Sunday mornings for me are still worshipful, but being a parishioner in the pews and being an ordained person with things to do in the liturgy are two different ball games entirely. You just can't sit and let your mind ponder the Holy Mysteries for too long as a liturgical leader, as you are always having to be mindful of what is going on in the service and what comes next. You can't be so caught up in the operations of the liturgy that the service really has no deeper meaning for you, but you also can't let your mind wander too far a field.
There is not, unfortunately, an Episcopal church in Lincoln that does a Saturday eve service or Sunday night service.
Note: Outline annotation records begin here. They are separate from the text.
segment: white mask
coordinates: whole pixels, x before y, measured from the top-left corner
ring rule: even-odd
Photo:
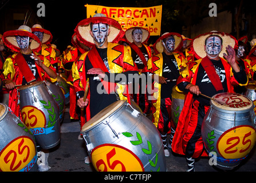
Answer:
[[[97,42],[102,46],[108,37],[108,26],[104,23],[95,23],[92,26],[92,33],[94,41]]]
[[[29,45],[29,37],[25,36],[16,36],[16,41],[21,49],[27,49]]]
[[[218,37],[208,38],[206,45],[207,54],[212,58],[217,57],[221,51],[221,40]]]
[[[136,42],[142,42],[142,31],[140,29],[136,29],[133,30],[132,33],[132,37],[133,41]]]

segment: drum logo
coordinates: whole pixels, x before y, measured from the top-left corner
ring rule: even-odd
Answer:
[[[0,152],[0,170],[27,172],[35,164],[37,154],[31,138],[26,136],[16,138]]]

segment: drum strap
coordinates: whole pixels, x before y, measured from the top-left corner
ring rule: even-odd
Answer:
[[[97,51],[96,47],[95,46],[93,47],[92,50],[88,52],[87,55],[89,57],[90,63],[94,68],[100,68],[104,72],[109,73],[108,69],[104,64],[101,57],[100,57],[100,54]],[[109,78],[110,79],[110,78]],[[106,81],[104,81],[103,79],[101,81],[105,88],[105,90],[108,94],[112,92],[115,92],[115,87],[116,84],[113,82],[109,82]]]
[[[19,70],[22,73],[22,75],[24,76],[24,78],[27,83],[36,81],[32,71],[21,52],[19,52],[17,54],[15,61],[19,68]]]
[[[200,62],[203,68],[207,74],[210,80],[216,89],[216,91],[220,91],[223,90],[222,83],[221,83],[219,75],[216,73],[216,69],[214,66],[211,62],[211,60],[207,56],[202,59]]]

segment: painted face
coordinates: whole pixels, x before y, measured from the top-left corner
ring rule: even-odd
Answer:
[[[245,46],[238,46],[238,49],[237,49],[237,55],[239,57],[243,57],[243,54],[245,53]]]
[[[214,56],[213,57],[218,56],[221,51],[221,40],[218,37],[208,38],[206,46],[207,54]]]
[[[108,37],[108,27],[106,24],[99,23],[92,26],[92,33],[95,41],[100,44],[103,44]]]
[[[142,42],[142,30],[140,29],[136,29],[133,30],[132,33],[133,41],[136,42]]]
[[[175,39],[172,36],[168,37],[164,43],[166,48],[169,52],[172,52],[175,47]]]
[[[26,49],[29,45],[29,37],[25,36],[16,36],[16,41],[21,49]]]
[[[43,33],[37,31],[33,32],[33,33],[34,35],[36,35],[36,36],[37,36],[37,37],[39,38],[40,41],[42,42],[42,39],[44,38],[44,33]]]

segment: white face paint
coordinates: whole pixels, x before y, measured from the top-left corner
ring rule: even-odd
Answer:
[[[140,29],[136,29],[132,33],[133,41],[140,43],[142,42],[142,30]]]
[[[243,54],[245,53],[245,46],[238,46],[238,49],[237,49],[237,55],[238,57],[242,57],[243,56]]]
[[[92,33],[94,41],[103,45],[108,37],[108,27],[106,24],[99,23],[92,26]]]
[[[29,37],[25,36],[16,36],[16,41],[21,49],[27,49],[29,45]]]
[[[206,53],[212,58],[217,57],[221,51],[221,40],[218,37],[211,37],[206,41]]]
[[[175,39],[172,36],[168,37],[164,42],[164,45],[168,52],[172,52],[175,47]]]
[[[42,42],[42,39],[44,38],[44,33],[43,33],[37,31],[33,32],[33,33],[34,35],[36,35],[36,36],[37,36],[37,37],[39,38],[40,41]]]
Thus, if I want the opportunity to go to a worship service on the weekend other than my official duties as a transitional deacon, I am left with attending another denomination.
Basically there are three major options. This is a nice Roman Catholic church within walking distance of my apartment, which always has a Saturday vigil service at 4PM. I am always amazed at how packed that particular service is. They also have a 5pm mass on Sundays, but I am usually too
I am a rosary-praying, fairly conservative Anglo-catholic, but sometimes even I am a bit uncomfortable with what I see in the Catholic churches around here. (Birettas excluded). About a month ago, in lieu of a sermon, they played some pro-life DVD the diocese put out. I am hard pressed to find a biblical and/or moral-ethical argument that I find convincing for contraceptive abortion, but I am also largely conflicted on the issue. I remember being hacked off by that video, however, because like most ardent pro-life (and pro-choice) people, it was manipulative to the point of being emotional and political propaganda. There is not too much in the day to day operations of the church that make me angrier than walking away from the Mass and feeling like I have been politically manipulated by a particular preacher or priest misusing the pulpit to ride his (or her) political hobby horse. (This was largely one of the reasons I ended up quietly boycotting the weekly Dean's Mass my senior year at Seabury.)
In any event, I am not trying to drum up conversation on the abortion issue or the Roman Catholic church. (Remember, I try to avoid testy political diatribe on this blog.) Other churches can run their worship and sermons as they see fit, and its not really any of my business since I am not an adherent of that branch of Christianity. Certainly I hear enough political hogwash from my own denomination that I really should not critique others. (I will resist a rant about the Millenium Development Goals fad and how the Episcopal Church seems to be dependant on the United Nations to both point us to the poor people and to tell us what to do with them.)
My point is that it took me some weeks to want to go back to a Saturday vigil mass at that parish. In that time, I let my fingers do the walking and tracked down a few other Christian religious services that I had the time to attend on occasion. There is a Seventh Day Adventist church (also about 6 blocks from where I live) that I popped into one day. The door was open, which surprised me. There was some free literature on the table, which I took. I read up on them; they seem a bit kooky but nothing too dreadfully bizarre. I might pop in one Saturday morning for liturgical kicks, just to see how they do things.
My ecumenical adventures also led me to a (get this...) a Ukranian Orthodox Church that does Vespers at 5PM on Saturday and Compline at 5:30 on Wednesdays. The church has been there for quite some time, and is largely a converted house. Due to the 4 Overtime Tennessee-Kentucky football game extravaganza, I missed the 4PM mass at the Catholic church. (If I had known it was going to go to 4 OTs, I could have gone to mass and been back in time for the final OT.)
To repent for my gluttonous football sins (4 and a half hour game!), I decided to take the opportunity to hit up Vespers. I had been meaning to go for sometime. It was a short service, and was basically me, the priest, and the deacon. They usually didn't get too many people for the Saturday service, so they were happy to see me. Coincidentally, I know the feeling since starting regular Evening Prayer here at St. Mark's. We chatted a bit after the service, and I think they were happy that a sane Episcopal (soon to be) priest was in town. The next afternoon, the deacon called me since I had signed the guest book. We chatted for quite some time. He was born into an Ukranian refugee camp in World War II. He was the real deal in terms of Ukranian Orthodox.
He invited me to their weekly compline service and seemed to be rather excited about the idea of doing some sort of pan-Orthodox-Anglican ecumenical compline service at some point. I am going to go down there after work and see what Orthodox Compline looks like. This could be interesting.
Incense and icons...I like the sound of this.